Disability advocates are divided over a Centers for Disease Control and Prevention proposal to add wandering to the menu of descriptors doctors can use to diagnose individuals with autism, intellectual disability and other conditions.
Under the proposal, which is up for public comment through April 1, wandering would be added to the diagnostic coding system that’s used by clinicians as a secondary classification that could be applied to individuals with developmental disabilities or other conditions.
But whether or not a person’s tendency to wander away from home or school should be considered a medical issue is proving contentious.
Advocates for the proposal say that creating a diagnostic code for wandering would increase awareness and force schools, clinicians and the community at large to address the issue.
“If we have a diagnosis people are going to take this a lot more seriously,” says Wendy Fournier, president of the National Autism Association, which is behind the push to establish a code for wandering. “It is not a child misbehaving. This is a child with a cognitive difference who does not understand danger.”
Fournier’s group is collaborating with Autism Speaks, the Autism Science Foundation, Talk About Curing Autism and a handful of other groups in support of the CDC proposal, which they argue will save lives.

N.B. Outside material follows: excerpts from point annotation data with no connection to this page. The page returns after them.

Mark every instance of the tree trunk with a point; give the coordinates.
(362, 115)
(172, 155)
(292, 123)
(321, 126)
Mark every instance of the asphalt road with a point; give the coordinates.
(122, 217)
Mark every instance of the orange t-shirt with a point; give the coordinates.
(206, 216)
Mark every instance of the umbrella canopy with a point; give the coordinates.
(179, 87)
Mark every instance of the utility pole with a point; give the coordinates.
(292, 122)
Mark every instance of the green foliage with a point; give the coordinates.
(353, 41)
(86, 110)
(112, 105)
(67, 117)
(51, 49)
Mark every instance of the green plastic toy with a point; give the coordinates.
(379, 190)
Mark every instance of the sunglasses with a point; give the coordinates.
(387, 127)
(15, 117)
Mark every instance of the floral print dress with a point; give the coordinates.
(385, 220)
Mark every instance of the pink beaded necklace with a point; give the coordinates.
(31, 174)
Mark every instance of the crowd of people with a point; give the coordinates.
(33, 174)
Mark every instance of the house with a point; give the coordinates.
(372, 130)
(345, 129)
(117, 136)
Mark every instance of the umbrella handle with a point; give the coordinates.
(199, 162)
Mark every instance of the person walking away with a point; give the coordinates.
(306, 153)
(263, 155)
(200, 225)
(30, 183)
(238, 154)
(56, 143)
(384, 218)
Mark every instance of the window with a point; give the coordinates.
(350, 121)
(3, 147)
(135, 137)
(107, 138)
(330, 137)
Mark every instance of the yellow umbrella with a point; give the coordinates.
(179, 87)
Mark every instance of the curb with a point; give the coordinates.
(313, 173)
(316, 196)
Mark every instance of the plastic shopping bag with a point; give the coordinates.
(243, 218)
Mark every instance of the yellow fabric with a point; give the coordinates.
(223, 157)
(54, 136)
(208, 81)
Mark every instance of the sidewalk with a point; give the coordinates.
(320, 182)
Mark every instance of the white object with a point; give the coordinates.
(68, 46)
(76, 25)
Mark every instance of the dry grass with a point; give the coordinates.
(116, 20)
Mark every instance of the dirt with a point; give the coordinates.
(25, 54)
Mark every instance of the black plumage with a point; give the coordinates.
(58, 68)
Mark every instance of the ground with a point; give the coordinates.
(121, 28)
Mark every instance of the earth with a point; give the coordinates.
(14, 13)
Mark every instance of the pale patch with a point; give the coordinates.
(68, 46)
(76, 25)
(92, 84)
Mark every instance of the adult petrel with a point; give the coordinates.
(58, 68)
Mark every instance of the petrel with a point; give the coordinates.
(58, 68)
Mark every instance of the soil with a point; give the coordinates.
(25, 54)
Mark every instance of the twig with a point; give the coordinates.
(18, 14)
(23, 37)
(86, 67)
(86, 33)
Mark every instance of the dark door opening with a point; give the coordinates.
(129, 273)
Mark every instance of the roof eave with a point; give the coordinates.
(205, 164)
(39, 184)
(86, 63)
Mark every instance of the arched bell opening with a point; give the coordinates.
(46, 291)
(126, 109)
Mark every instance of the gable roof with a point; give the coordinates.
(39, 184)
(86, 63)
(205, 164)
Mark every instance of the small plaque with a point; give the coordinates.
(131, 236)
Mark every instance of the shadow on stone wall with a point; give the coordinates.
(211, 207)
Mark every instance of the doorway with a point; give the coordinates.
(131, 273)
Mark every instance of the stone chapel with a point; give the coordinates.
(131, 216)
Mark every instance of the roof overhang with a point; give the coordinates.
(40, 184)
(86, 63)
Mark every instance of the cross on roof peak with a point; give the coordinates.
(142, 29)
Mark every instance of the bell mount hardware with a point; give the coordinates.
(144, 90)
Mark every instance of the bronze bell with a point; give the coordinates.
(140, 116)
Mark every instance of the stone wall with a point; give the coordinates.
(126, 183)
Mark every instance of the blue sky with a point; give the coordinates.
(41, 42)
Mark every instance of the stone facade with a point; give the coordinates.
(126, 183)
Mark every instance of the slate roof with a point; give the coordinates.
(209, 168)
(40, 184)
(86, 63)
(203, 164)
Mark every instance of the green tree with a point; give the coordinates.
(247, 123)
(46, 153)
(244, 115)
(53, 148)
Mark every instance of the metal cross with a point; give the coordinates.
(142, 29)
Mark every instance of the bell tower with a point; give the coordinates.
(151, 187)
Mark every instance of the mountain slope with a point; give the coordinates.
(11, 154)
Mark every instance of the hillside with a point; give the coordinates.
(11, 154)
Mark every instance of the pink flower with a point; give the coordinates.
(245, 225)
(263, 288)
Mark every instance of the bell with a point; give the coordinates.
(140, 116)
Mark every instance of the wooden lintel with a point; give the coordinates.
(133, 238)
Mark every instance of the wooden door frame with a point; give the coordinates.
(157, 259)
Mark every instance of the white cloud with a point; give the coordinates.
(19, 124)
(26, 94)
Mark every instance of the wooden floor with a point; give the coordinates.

Specifically, Fournier says a medical label for wandering could lead to insurance coverage of tracking devices which can help law enforcement locate missing persons.
Other advocates worry, however, that labeling wandering as a medical issue is misguided. Ari Ne’eman, president of the Autistic Self Advocacy Network, argues that there is no research to suggest that wandering is medical in nature rather than a behavior that should be addressed through a social support system.
“For a lot of people with significant impairments, trying to leave a situation can be one of the only ways for them to communicate that they are facing abuse or facing an overwhelming situation. If this is put into a medical context then thought may not be given to why,” says Ne’eman whose group is working with The Arc, TASH, the National Disability Rights Network and others to oppose the CDC plan.
Moreover, those opposed to the wandering code say such a label could end up justifying the use of restraint and seclusion.
It’s unclear exactly how big an issue wandering is. The only data collected comes from a small online survey that the National Autism Association conducted in 2007 which found that 92 percent of parents of children with autism said their child had wandered at least once.
CDC officials say that gaining a clearer picture of who’s affected by wandering is one reason to move forward with the wandering code.
“Use of the code in medical records can allow far better collection of data about the prevalence, risks and results of wandering,” says Coleen Boyle, acting director of the National Center on Birth Defects and Developmental Disabilities at the CDC. “Up to this point, information about these issues is largely anecdotal.”
Boyle says her agency rushed to include the wandering proposal in the current round of additions to its International Classification of Diseases, or ICD-9-CM, after the issue was first raised during an Interagency Autism Coordinating Committee, or IACC, meeting last October. Otherwise, there would not have been an opportunity until 2014, she says.
Once the public comment period concludes in early April, the proposal will undergo further review by a committee with representatives from several federal agencies that oversees the diagnostic code and, if approved, could be implemented as early as October.
In the meantime, the IACC is also calling for more steps to be taken on wandering. In a letter sent last month to Health and Human Services Secretary Kathleen Sebelius, the committee recommended researching the issue, developing prevention programs and creating an Amber Alert-type system for those with special needs who wander in addition to establishing a medical code.
Correction: This article has been modified to reflect that the diagnostic code is widely used by clinicians and is overseen by a federal committee made up of representatives from multiple government agencies.